Granted By: Indiana University
Academic Unit: IU Herron School of Art and Design
Overview: Students may pursue degrees in printmaking at both the undergraduate and graduate levels at Herron School of Art and Design.
At the undergraduate level, the printmaking curriculum provides a broad and intensive experience for printmaking majors and studio elective opportunities for other fine art, visual communication, and art education students. Course work in lithography and etching is offered at beginning, intermediate, and advanced levels every semester. Processes covered include plate and stone lithography and the intaglio processes of etching, engraving, and aquatint. Additional courses include printing in monotype, woodcut, and silkscreen. Spacious, well-equipped, accessible facilities for the study of these traditional approaches to printmaking are augmented by additional facilities for the investigation of digital and photomechanical processes.
Basic courses establish a solid, comprehensive foundation of traditional technical skills unique to the printed image, while instruction emphasizes the development of drawing, self-expression, and concept. At the intermediate and advanced levels, students continue to acquire new technical skills. There is extensive work in color, as the emphasis shifts to imagery, concept, and critical thinking. Advanced students are encouraged to explore their own aesthetic and style in close consultation with faculty.

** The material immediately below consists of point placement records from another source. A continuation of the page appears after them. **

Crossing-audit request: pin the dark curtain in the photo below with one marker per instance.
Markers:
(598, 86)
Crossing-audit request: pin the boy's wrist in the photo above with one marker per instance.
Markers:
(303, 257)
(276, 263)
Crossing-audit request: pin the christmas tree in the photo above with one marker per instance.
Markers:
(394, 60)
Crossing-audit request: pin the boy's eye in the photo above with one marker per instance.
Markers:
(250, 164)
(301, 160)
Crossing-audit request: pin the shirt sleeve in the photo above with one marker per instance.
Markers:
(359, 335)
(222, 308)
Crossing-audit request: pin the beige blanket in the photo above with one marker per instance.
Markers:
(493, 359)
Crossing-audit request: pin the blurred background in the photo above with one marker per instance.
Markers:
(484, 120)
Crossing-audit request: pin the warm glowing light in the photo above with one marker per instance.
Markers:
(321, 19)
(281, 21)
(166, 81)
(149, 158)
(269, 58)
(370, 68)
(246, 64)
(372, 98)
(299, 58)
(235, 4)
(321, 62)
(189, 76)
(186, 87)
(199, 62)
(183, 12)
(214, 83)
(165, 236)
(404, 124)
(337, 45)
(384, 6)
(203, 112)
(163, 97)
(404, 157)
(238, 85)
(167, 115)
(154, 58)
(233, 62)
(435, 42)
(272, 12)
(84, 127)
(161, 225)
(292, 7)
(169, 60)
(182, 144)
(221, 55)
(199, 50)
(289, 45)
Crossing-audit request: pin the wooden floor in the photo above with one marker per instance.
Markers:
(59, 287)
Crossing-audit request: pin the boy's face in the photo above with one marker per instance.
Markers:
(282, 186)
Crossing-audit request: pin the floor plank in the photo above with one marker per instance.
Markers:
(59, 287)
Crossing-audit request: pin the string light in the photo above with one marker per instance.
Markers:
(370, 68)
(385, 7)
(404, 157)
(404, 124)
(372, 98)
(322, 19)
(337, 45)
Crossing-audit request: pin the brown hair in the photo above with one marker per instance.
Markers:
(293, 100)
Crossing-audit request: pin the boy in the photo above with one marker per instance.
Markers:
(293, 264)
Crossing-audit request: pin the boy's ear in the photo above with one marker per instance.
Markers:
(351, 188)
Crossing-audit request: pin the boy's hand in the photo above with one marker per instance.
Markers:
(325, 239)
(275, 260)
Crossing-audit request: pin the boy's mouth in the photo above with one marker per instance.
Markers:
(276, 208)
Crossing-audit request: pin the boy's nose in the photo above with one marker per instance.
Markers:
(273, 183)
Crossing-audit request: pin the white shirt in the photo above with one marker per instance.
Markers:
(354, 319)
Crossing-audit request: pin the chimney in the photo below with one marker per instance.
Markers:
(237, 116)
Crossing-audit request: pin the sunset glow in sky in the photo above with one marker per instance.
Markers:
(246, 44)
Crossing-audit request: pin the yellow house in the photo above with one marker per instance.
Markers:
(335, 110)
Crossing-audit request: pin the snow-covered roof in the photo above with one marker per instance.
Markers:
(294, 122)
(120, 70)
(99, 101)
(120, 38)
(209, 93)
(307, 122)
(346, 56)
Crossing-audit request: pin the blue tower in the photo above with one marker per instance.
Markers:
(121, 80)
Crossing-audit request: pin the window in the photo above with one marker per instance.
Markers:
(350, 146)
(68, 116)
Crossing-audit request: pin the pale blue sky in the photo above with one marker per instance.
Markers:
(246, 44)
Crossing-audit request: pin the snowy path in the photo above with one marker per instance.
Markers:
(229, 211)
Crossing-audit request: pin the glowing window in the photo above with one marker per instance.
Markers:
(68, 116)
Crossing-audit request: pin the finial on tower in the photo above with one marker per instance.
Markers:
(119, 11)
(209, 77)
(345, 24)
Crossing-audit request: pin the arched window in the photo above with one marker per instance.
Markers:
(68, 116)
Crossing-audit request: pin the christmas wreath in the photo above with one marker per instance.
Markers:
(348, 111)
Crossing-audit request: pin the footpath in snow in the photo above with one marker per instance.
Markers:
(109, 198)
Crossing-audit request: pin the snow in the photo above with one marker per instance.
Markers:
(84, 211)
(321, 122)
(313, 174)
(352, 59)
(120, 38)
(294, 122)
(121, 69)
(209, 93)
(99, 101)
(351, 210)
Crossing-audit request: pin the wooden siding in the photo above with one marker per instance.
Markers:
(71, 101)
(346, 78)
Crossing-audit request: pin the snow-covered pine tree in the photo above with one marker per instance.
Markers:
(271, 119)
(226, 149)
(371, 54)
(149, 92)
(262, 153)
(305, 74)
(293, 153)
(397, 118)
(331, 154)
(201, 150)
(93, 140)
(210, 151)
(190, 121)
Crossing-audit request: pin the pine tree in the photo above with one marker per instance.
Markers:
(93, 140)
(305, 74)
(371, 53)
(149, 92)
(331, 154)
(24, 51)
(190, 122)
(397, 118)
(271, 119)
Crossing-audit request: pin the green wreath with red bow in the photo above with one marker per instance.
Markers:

At the graduate level, students will acquire new technical skills and refine skills they have developed already to an advanced professional level while challenged to undertake an extensive and intensive examination of the thematic and theoretical content that fuels their creative work. Graduate students are given considerable autonomy for working in self-defined directions in consultation with faculty while focusing on printing technologies most appropriate for individual development. Graduate group and individual critiques, field trips, portfolio projects, exhibition opportunities, collaborative public art projects, and workshops and lectures by visiting artists complement the studio experience by providing critical discussion, and a broader framework for professional development.